Féru de nouvelles technologies, le prince héritier d’Arabie saoudite a rompu avec l’équilibre traditionnel entre les différents clans du royaume. Comme le montre l’assassinat de Jamal Khashoggi en Turquie ou la séquestration du Premier ministre libanais dans un hôtel, son despotisme 2.0 ne connaît pas de frontières.

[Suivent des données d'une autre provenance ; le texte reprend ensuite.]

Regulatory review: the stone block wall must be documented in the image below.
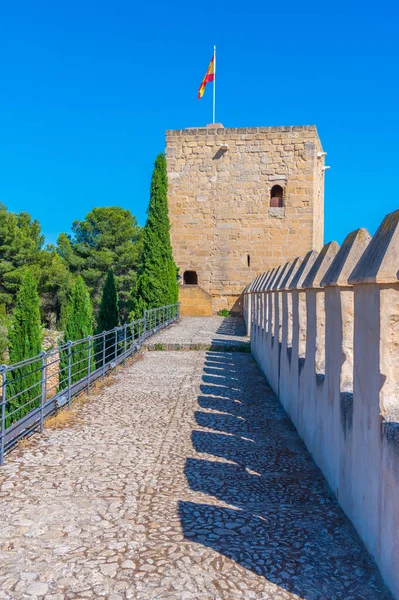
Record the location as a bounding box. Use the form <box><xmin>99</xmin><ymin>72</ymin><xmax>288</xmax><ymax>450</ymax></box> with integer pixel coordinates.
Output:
<box><xmin>179</xmin><ymin>285</ymin><xmax>212</xmax><ymax>317</ymax></box>
<box><xmin>243</xmin><ymin>211</ymin><xmax>399</xmax><ymax>598</ymax></box>
<box><xmin>166</xmin><ymin>125</ymin><xmax>324</xmax><ymax>313</ymax></box>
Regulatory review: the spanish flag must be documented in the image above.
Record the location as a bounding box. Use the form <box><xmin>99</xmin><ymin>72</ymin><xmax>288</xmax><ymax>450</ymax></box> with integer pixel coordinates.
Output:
<box><xmin>198</xmin><ymin>56</ymin><xmax>215</xmax><ymax>100</ymax></box>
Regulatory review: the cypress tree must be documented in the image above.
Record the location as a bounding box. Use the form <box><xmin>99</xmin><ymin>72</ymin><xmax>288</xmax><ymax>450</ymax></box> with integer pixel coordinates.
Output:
<box><xmin>96</xmin><ymin>269</ymin><xmax>119</xmax><ymax>365</ymax></box>
<box><xmin>6</xmin><ymin>270</ymin><xmax>43</xmax><ymax>426</ymax></box>
<box><xmin>131</xmin><ymin>154</ymin><xmax>178</xmax><ymax>318</ymax></box>
<box><xmin>60</xmin><ymin>276</ymin><xmax>95</xmax><ymax>389</ymax></box>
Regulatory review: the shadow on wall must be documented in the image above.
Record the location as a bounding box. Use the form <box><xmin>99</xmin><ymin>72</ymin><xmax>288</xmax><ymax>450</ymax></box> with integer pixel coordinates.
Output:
<box><xmin>179</xmin><ymin>352</ymin><xmax>390</xmax><ymax>600</ymax></box>
<box><xmin>216</xmin><ymin>317</ymin><xmax>245</xmax><ymax>338</ymax></box>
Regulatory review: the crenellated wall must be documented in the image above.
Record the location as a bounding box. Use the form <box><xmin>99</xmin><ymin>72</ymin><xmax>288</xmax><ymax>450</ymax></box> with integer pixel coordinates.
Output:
<box><xmin>243</xmin><ymin>210</ymin><xmax>399</xmax><ymax>598</ymax></box>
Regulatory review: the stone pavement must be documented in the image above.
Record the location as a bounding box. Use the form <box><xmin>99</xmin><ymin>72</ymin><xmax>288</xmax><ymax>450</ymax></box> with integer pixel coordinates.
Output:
<box><xmin>0</xmin><ymin>322</ymin><xmax>390</xmax><ymax>600</ymax></box>
<box><xmin>147</xmin><ymin>317</ymin><xmax>250</xmax><ymax>351</ymax></box>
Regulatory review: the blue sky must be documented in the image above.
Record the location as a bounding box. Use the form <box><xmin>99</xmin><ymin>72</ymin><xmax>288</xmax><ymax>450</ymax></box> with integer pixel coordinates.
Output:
<box><xmin>0</xmin><ymin>0</ymin><xmax>399</xmax><ymax>242</ymax></box>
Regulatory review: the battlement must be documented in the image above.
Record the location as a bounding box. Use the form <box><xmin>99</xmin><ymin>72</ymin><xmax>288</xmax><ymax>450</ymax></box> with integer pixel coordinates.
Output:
<box><xmin>244</xmin><ymin>210</ymin><xmax>399</xmax><ymax>598</ymax></box>
<box><xmin>166</xmin><ymin>123</ymin><xmax>318</xmax><ymax>140</ymax></box>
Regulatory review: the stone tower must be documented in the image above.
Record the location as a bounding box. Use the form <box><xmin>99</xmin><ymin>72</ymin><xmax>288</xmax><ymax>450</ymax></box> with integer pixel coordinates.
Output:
<box><xmin>166</xmin><ymin>124</ymin><xmax>325</xmax><ymax>315</ymax></box>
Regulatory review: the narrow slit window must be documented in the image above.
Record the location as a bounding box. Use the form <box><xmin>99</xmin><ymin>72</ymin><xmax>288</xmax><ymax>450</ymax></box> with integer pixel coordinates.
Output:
<box><xmin>183</xmin><ymin>271</ymin><xmax>198</xmax><ymax>285</ymax></box>
<box><xmin>270</xmin><ymin>185</ymin><xmax>284</xmax><ymax>208</ymax></box>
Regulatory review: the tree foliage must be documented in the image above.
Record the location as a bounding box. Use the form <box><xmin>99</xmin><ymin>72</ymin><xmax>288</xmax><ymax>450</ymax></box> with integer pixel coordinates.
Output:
<box><xmin>7</xmin><ymin>270</ymin><xmax>42</xmax><ymax>424</ymax></box>
<box><xmin>60</xmin><ymin>276</ymin><xmax>95</xmax><ymax>389</ymax></box>
<box><xmin>58</xmin><ymin>206</ymin><xmax>141</xmax><ymax>321</ymax></box>
<box><xmin>132</xmin><ymin>154</ymin><xmax>178</xmax><ymax>318</ymax></box>
<box><xmin>0</xmin><ymin>204</ymin><xmax>72</xmax><ymax>327</ymax></box>
<box><xmin>96</xmin><ymin>269</ymin><xmax>119</xmax><ymax>364</ymax></box>
<box><xmin>97</xmin><ymin>269</ymin><xmax>119</xmax><ymax>333</ymax></box>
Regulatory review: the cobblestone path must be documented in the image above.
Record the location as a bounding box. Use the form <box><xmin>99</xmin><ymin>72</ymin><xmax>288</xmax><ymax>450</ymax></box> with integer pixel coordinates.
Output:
<box><xmin>0</xmin><ymin>318</ymin><xmax>390</xmax><ymax>600</ymax></box>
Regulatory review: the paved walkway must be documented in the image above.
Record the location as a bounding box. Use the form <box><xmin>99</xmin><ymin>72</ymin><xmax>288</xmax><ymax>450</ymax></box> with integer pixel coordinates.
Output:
<box><xmin>0</xmin><ymin>322</ymin><xmax>390</xmax><ymax>600</ymax></box>
<box><xmin>147</xmin><ymin>317</ymin><xmax>250</xmax><ymax>351</ymax></box>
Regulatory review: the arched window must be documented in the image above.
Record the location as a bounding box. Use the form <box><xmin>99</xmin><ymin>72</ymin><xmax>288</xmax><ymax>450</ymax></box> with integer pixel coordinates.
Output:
<box><xmin>183</xmin><ymin>271</ymin><xmax>198</xmax><ymax>285</ymax></box>
<box><xmin>270</xmin><ymin>185</ymin><xmax>284</xmax><ymax>208</ymax></box>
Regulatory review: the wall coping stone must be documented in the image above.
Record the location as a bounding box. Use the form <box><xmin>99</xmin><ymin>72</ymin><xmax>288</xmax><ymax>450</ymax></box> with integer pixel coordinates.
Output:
<box><xmin>289</xmin><ymin>250</ymin><xmax>319</xmax><ymax>290</ymax></box>
<box><xmin>279</xmin><ymin>256</ymin><xmax>302</xmax><ymax>290</ymax></box>
<box><xmin>348</xmin><ymin>210</ymin><xmax>399</xmax><ymax>285</ymax></box>
<box><xmin>302</xmin><ymin>242</ymin><xmax>339</xmax><ymax>289</ymax></box>
<box><xmin>320</xmin><ymin>228</ymin><xmax>371</xmax><ymax>287</ymax></box>
<box><xmin>166</xmin><ymin>124</ymin><xmax>318</xmax><ymax>138</ymax></box>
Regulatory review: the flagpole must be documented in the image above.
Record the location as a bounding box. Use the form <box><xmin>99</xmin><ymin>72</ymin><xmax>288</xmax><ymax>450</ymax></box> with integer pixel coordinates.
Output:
<box><xmin>212</xmin><ymin>46</ymin><xmax>216</xmax><ymax>123</ymax></box>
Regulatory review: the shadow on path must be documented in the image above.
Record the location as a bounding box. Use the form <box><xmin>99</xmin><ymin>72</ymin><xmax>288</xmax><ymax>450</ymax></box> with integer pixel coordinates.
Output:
<box><xmin>179</xmin><ymin>352</ymin><xmax>391</xmax><ymax>600</ymax></box>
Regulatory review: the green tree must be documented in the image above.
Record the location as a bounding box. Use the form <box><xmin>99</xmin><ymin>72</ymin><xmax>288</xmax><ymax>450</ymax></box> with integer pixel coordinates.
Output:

En mai 2018, les forces de sécurité saoudiennes arrêtent la féministe Loujaine al-Hathloul, qui milite pour le droit de ses concitoyennes de conduire une voiture et de voyager sans chaperon masculin. Selon l’explication officielle, al-Hathloul aurait « établi des contacts avec des éléments étrangers dans le but de déstabiliser » le royaume. Quelques semaines plus tard, Mohammed Ben Salmane (MBS) autorise les femmes à conduire puis abolit la nécessité d’une autorisation masculine pour quitter le pays. Pour qui connaît mal le prince héritier, l’épisode peut sembler contradictoire. D’après Ben Hubbard, journaliste au New York Times et auteur de la biographie The Rise to Power of Mohammed Bin Salman, aux yeux du probable prochain monarque saoudien, les libertés ne sont pas des droits, mais des privilèges accordés gracieusement par un souverain à ses sujets. On pense à la célèbre scène du film Lawrence d’Arabie quand le chef de tribu incarné par Anthony Quinn tergiverse avant de céder à l’argument massue de l’officier anglais : vous n’agirez ni par contrainte ou obligation ni par appât du gain, mais parce que c’est votre bon plaisir !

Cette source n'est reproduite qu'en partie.